Timiak and Eguachak Item Number: Na801 from the MOA: University of British Columbia
Print depicting a seal with a purple body, a green head, and green outstretched flippers. The seal is standing on a rock surrounded by water and there is a brown insect depicted above the seal's open mouth. Below image on left: "Timiak and Eguchak Pitseolak stonecut 46/50 Dorset 1975," name of artist in Inuit syllabics. Stamped with name of printmaker in Inuit syllabics above Cape Dorset stylized 'red igloo' seal at lower corner on right. Canadian Eskimo Arts Council's blind embossed stamp at lower edge on right.
Contemporary Inuit prints were first produced at Cape Dorset in 1957. Although precursors to printmaking can be seen in women's skin applique work and in men's incising of ivory, stone and bone, the impetus for printmaking was as a commercial venture. This venture was established jointly by Inuit artists and John Houston, the civil administrator for Cape Dorset. Other Inuit communities quickly followed the commercial success of Cape Dorset's West Baffin Eskimo Cooperative.
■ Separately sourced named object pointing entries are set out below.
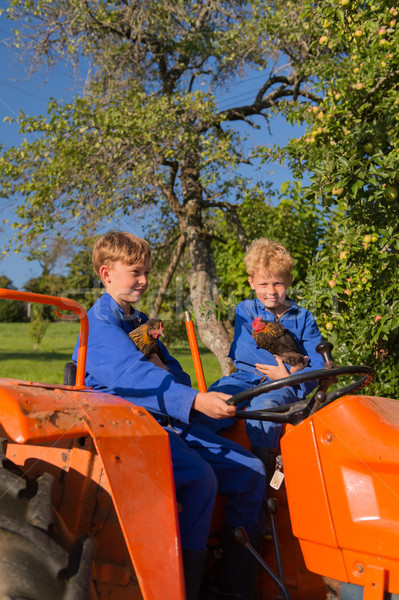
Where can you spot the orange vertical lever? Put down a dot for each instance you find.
(192, 340)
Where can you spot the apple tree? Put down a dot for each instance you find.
(147, 136)
(351, 150)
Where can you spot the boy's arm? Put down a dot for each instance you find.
(116, 366)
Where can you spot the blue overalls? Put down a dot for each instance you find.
(203, 462)
(245, 353)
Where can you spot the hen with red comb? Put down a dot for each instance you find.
(275, 338)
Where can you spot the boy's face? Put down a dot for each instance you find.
(126, 283)
(271, 289)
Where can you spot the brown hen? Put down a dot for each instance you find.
(145, 338)
(275, 338)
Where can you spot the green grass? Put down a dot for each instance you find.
(19, 361)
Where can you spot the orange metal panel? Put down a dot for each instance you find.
(307, 496)
(63, 304)
(135, 453)
(140, 474)
(360, 469)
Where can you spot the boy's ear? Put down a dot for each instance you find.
(104, 272)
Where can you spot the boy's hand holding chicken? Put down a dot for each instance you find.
(145, 338)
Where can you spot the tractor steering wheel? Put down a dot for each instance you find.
(297, 411)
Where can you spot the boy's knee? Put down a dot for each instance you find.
(205, 485)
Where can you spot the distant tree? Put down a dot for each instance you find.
(148, 134)
(38, 324)
(351, 149)
(81, 283)
(11, 311)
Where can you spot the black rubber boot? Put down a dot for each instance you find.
(193, 562)
(237, 571)
(268, 457)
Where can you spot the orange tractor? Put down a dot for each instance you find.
(88, 509)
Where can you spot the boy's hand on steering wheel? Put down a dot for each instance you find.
(213, 404)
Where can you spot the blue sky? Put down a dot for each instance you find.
(18, 92)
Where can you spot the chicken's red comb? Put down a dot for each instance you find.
(256, 322)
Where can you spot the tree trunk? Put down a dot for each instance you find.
(202, 279)
(168, 277)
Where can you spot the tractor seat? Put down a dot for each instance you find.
(70, 373)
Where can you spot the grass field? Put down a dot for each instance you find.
(19, 361)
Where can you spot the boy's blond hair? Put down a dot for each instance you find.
(119, 245)
(268, 257)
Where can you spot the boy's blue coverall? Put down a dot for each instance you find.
(245, 353)
(203, 462)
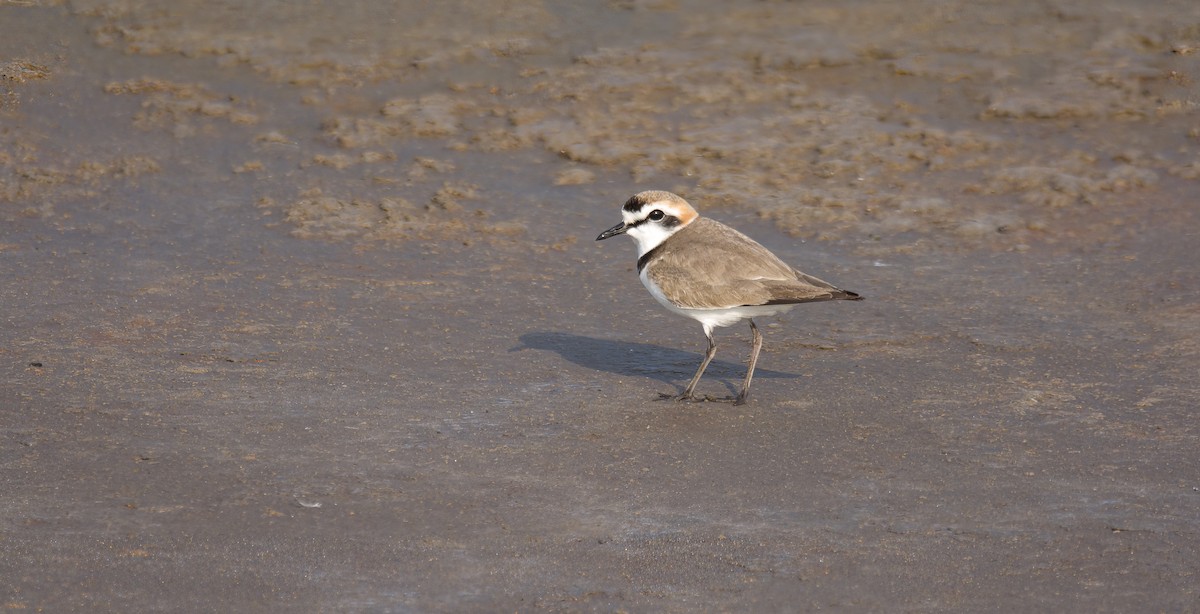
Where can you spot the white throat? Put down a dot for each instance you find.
(651, 235)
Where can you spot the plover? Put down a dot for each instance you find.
(705, 270)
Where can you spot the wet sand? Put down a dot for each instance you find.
(303, 309)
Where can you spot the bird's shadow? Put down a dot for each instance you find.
(645, 360)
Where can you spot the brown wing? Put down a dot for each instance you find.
(711, 265)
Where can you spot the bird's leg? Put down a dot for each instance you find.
(703, 365)
(755, 345)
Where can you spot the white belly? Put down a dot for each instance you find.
(713, 318)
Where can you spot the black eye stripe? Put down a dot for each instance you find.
(666, 221)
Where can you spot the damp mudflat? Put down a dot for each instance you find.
(301, 307)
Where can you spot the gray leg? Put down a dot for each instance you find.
(755, 345)
(703, 365)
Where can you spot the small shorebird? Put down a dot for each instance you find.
(711, 272)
Printmaking developed as a communal activity following a Japanese, rather than a Western, model of serigraph production. Each year the cooperatives produce a series of limited edition prints which are sold in the retail art market. In 1965, the Canadian Eskimo Arts Council was established from the Canadian Eskimo Art Committee to ensure high standards were maintained. Printmaking, along with stone carving, provide cash income for communities which have undergone rapid and significant change, during the late 20th century, from traditional hunting based societies to settled communities dependent on consumer goods. The prevalent images depicted in Inuit art are of traditional life, arctic animals and mythology. Recently, contemporary subjects have been depicted by a minority of artists.